Russell’s life was also defined by leadership and service. He was president of the Chautauqua County Cancer Society in 1967 and chairman of the Board of Directors of the N.Y. State Cancer Society in 1975. In 1973, he served as the chairman of the Board of Trustees of the Presbytery of Western New York and was Chautauqua County clerk in 1972. In 1970, he was the director of the Western New York Federal Census.

He and JoAnn led the fight for fluoridation in Jamestown’s water system and he was a constant presence in city, county and state politics. He managed many political campaigns including the first victory of state Senator Jess Present who went on the be the longest serving member of the New York State Senate. And in 1982, he was the chairman for the grand opening of the Chautauqua Lake bridge. He was also on the board of the Chautauqua County Parks Commission and was instrumental in establishing the Overland Trail System.

Of all his professional accomplishments, Russell felt he had the most impact in the New York State Jaycees. He served locally in Jamestown, served on the Jaycees National Board of Directors and in 1965, he was elected New York State president for which he received the national Clayton Frost Award as an outstanding state leader. He enjoyed the Jaycees because of the character and leadership qualities it fostered in himself and other young men. In a 2010 article on leadership and the Jaycees, he wrote:

“It is commonly believed that leaders are born, not made; that anyone who can organize others to set goals and motivate them to accomplish those goals are simply gifted. I am not suggesting that talents for leadership do not vary or that certain individuals are natural leaders. However, I am saying that leadership can be taught, that the skills necessary to set agendas, develop goals, organize people and ensure that objectives are met can be learned. And teaching leadership is at the core of the Jaycee movement and is the claim that all Jaycees have on improving our communities and the lives of our neighbors.”

Russell was born in Brownsville, Pa., and he spent much of his childhood in Tarrytown, N.Y., where his love of the steamships on the Hudson River led to the creation of the Great White Fleet Museum at The Casino to commemorate Chautauqua Lake’s own steamboat history.

He graduated from Southwestern Central High School in 1948 and attended Jamestown Community College, Syracuse University and the University of Notre Dame School of Continuing Education.

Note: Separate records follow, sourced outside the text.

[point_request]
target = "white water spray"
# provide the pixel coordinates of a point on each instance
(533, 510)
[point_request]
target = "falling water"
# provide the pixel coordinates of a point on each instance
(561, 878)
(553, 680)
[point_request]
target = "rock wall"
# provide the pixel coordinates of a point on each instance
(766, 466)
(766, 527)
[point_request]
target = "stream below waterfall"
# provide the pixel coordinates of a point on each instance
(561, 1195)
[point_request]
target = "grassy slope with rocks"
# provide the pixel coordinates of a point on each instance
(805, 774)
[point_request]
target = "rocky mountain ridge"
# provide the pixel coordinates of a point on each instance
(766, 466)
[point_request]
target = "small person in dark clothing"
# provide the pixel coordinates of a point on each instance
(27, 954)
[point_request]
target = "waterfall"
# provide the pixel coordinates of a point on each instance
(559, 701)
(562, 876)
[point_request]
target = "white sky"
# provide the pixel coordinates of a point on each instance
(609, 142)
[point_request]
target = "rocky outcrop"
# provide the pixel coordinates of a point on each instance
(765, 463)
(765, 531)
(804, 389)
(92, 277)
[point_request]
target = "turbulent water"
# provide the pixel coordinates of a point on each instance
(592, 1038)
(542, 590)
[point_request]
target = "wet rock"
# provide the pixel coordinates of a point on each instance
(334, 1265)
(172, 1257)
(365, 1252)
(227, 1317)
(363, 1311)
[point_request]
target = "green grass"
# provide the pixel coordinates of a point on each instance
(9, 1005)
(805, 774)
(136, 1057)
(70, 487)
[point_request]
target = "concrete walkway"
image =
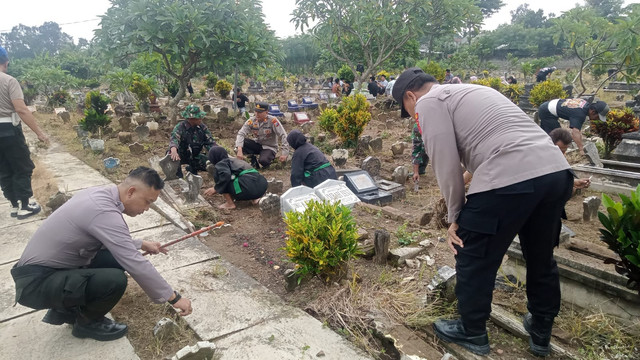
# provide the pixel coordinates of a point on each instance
(241, 317)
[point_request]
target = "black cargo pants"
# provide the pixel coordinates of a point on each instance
(488, 223)
(91, 291)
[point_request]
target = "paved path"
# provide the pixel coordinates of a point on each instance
(243, 318)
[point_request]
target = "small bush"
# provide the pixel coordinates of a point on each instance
(321, 239)
(346, 74)
(619, 122)
(545, 91)
(622, 234)
(223, 88)
(94, 114)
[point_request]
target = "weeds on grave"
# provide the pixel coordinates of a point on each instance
(619, 122)
(406, 237)
(545, 91)
(321, 239)
(622, 234)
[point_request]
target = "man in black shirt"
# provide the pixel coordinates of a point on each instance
(576, 110)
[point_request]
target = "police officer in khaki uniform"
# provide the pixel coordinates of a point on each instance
(266, 130)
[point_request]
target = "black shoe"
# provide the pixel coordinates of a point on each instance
(104, 329)
(59, 317)
(539, 335)
(453, 331)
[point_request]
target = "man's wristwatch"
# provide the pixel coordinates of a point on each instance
(175, 299)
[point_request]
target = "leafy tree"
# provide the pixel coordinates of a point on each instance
(190, 36)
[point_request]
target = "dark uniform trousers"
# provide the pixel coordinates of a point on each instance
(91, 291)
(266, 156)
(488, 223)
(16, 166)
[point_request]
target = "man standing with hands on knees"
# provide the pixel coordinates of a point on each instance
(75, 262)
(512, 193)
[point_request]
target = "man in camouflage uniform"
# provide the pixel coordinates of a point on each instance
(188, 139)
(266, 130)
(419, 157)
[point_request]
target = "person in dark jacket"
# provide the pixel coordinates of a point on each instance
(309, 166)
(235, 179)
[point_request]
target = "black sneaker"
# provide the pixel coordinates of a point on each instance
(453, 331)
(31, 209)
(59, 317)
(539, 339)
(104, 329)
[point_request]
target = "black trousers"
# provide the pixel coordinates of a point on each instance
(488, 223)
(265, 156)
(91, 291)
(16, 167)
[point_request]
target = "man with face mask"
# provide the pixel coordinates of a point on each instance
(75, 262)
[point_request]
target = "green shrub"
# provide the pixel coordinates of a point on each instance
(223, 88)
(346, 74)
(432, 68)
(94, 114)
(619, 122)
(622, 234)
(321, 239)
(353, 116)
(211, 80)
(545, 91)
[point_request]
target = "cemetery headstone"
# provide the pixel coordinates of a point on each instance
(195, 184)
(169, 167)
(142, 131)
(269, 205)
(125, 137)
(340, 157)
(136, 148)
(371, 165)
(590, 207)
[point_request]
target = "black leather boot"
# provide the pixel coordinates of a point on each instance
(453, 331)
(539, 330)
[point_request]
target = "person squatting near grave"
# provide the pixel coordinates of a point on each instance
(16, 166)
(188, 139)
(309, 166)
(266, 130)
(512, 192)
(74, 264)
(234, 179)
(541, 74)
(241, 101)
(576, 110)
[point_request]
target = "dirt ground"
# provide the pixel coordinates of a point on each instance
(399, 293)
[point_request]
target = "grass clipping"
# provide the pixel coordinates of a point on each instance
(353, 310)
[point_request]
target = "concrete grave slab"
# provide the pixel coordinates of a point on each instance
(8, 296)
(29, 338)
(293, 335)
(224, 299)
(184, 253)
(14, 239)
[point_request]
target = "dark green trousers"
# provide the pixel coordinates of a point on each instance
(91, 291)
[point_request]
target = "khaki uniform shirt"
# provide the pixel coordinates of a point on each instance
(266, 133)
(479, 127)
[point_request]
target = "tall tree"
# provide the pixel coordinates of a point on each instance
(189, 35)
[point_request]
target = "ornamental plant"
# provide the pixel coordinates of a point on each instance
(622, 234)
(223, 88)
(619, 122)
(353, 116)
(94, 113)
(545, 91)
(321, 239)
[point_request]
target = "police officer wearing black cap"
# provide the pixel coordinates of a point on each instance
(519, 187)
(266, 130)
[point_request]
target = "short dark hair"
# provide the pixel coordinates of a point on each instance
(562, 135)
(148, 176)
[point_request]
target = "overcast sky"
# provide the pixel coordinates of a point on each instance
(78, 18)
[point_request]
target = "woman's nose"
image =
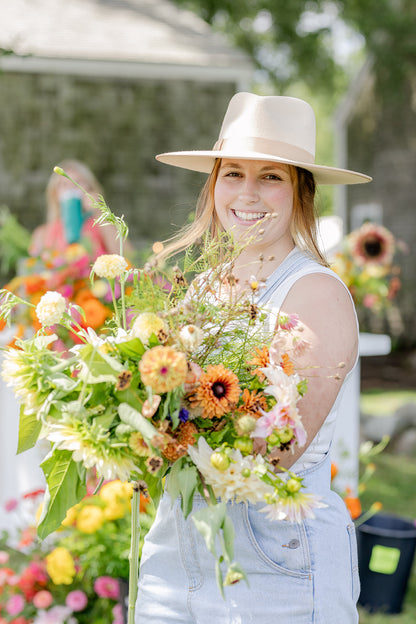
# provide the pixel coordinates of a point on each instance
(249, 192)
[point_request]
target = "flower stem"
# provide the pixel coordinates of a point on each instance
(134, 552)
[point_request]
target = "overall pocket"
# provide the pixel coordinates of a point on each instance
(280, 544)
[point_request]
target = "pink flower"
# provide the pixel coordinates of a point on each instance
(15, 604)
(107, 587)
(11, 504)
(117, 614)
(77, 600)
(42, 599)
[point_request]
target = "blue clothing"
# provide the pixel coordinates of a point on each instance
(303, 573)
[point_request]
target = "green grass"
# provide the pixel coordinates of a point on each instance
(384, 402)
(394, 484)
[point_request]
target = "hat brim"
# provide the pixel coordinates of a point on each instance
(203, 161)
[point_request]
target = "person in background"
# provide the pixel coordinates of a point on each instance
(70, 216)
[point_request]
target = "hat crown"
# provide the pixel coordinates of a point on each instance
(286, 122)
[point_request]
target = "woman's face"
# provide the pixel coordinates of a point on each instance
(247, 190)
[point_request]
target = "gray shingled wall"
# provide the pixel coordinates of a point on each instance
(116, 127)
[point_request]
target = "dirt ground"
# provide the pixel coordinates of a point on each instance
(396, 371)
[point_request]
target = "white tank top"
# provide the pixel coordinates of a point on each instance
(296, 265)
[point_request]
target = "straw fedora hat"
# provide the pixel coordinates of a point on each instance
(272, 128)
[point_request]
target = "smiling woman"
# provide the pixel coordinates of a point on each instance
(261, 187)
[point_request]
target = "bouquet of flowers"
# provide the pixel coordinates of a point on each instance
(77, 574)
(367, 268)
(192, 386)
(66, 272)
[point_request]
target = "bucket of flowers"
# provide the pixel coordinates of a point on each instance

Surviving Russell are two sons: Kevin (Barbara) Fuscus of Delmar, N.Y. and David Fuscus (Holly Page) of Bethesda, Md.; and four grandchildren: William, Christopher, Matthew and Samantha Fuscus. He is also survived by his sister, Elsie Panzarella of Daytona Beach, Fla.

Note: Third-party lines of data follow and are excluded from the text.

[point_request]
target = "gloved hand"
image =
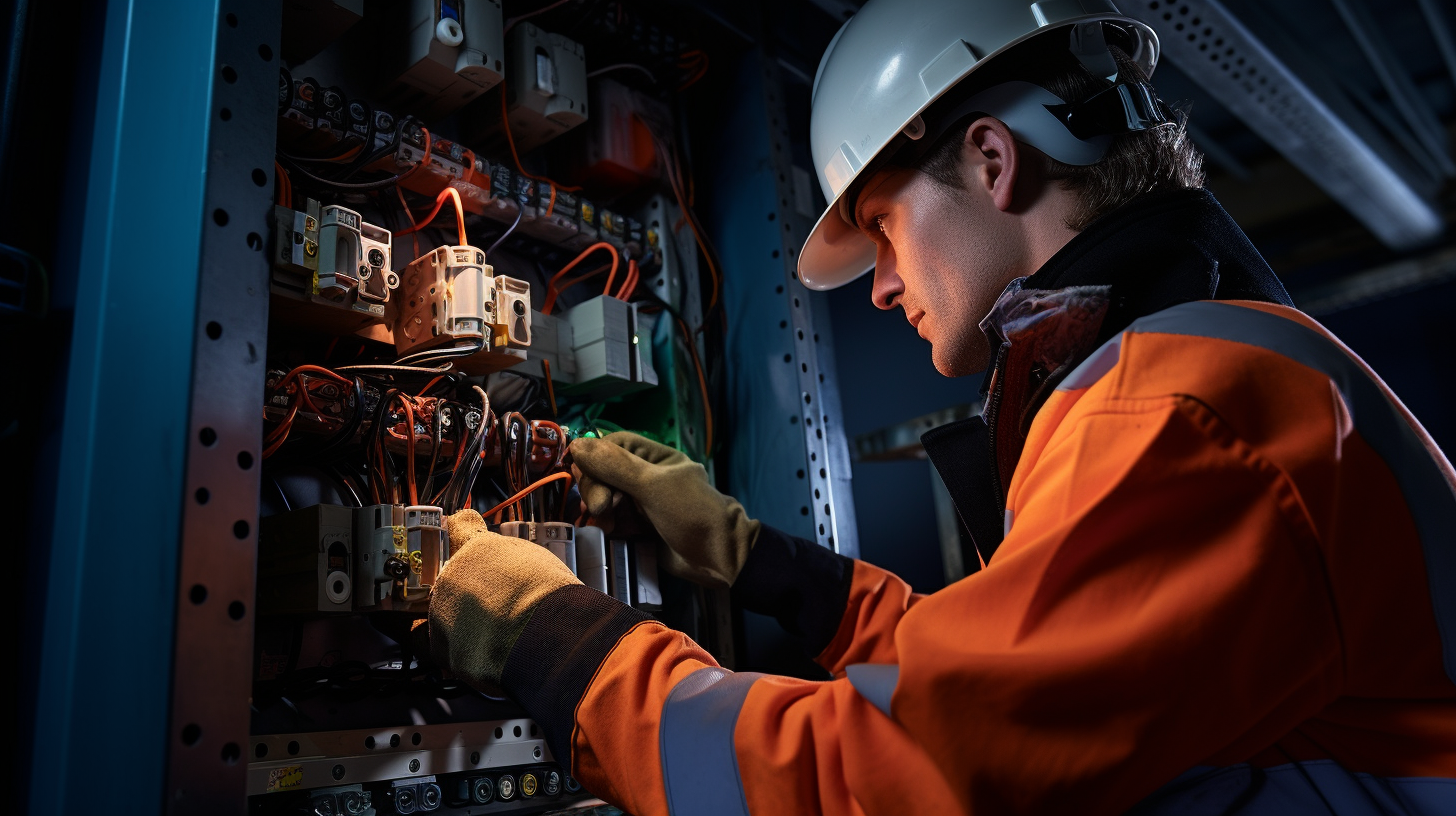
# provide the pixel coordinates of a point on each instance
(485, 595)
(708, 535)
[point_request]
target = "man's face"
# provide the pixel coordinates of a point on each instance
(944, 257)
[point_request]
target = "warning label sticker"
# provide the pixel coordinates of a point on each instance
(284, 778)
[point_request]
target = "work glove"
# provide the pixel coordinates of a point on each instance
(708, 535)
(485, 595)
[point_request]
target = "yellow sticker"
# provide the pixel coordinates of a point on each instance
(286, 777)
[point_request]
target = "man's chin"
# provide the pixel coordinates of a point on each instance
(958, 360)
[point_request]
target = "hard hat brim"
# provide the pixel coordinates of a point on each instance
(835, 252)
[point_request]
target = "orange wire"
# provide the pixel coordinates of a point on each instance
(530, 488)
(551, 286)
(440, 201)
(399, 191)
(510, 140)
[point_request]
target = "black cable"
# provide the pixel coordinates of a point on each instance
(507, 233)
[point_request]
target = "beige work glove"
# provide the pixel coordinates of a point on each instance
(708, 535)
(485, 595)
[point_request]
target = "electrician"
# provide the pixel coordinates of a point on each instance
(1220, 555)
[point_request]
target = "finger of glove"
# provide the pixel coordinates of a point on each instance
(645, 449)
(596, 496)
(610, 464)
(463, 525)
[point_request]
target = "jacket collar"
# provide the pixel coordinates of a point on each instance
(1159, 251)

Besides being preceded in death by his wife JoAnn, he follows his parents, Anthony and Sara; sisters: Sara and Linda; and his brother, George.

The funeral services will be held Friday, Aug. 23, at noon in the Lind Funeral Home. Friends will be received for one hour prior to the service in the funeral home. A luncheon will follow at the Landmark Restaurant in Jamestown.

Burial will be in Sunset Hill Cemetery in the Fuscus family plot.

In lieu of flowers, memorials may be made to Fenton History Center, 67 Washington St., Jamestown, NY 14701.

One may leave words of condolence at www.lindfuneralhome.com.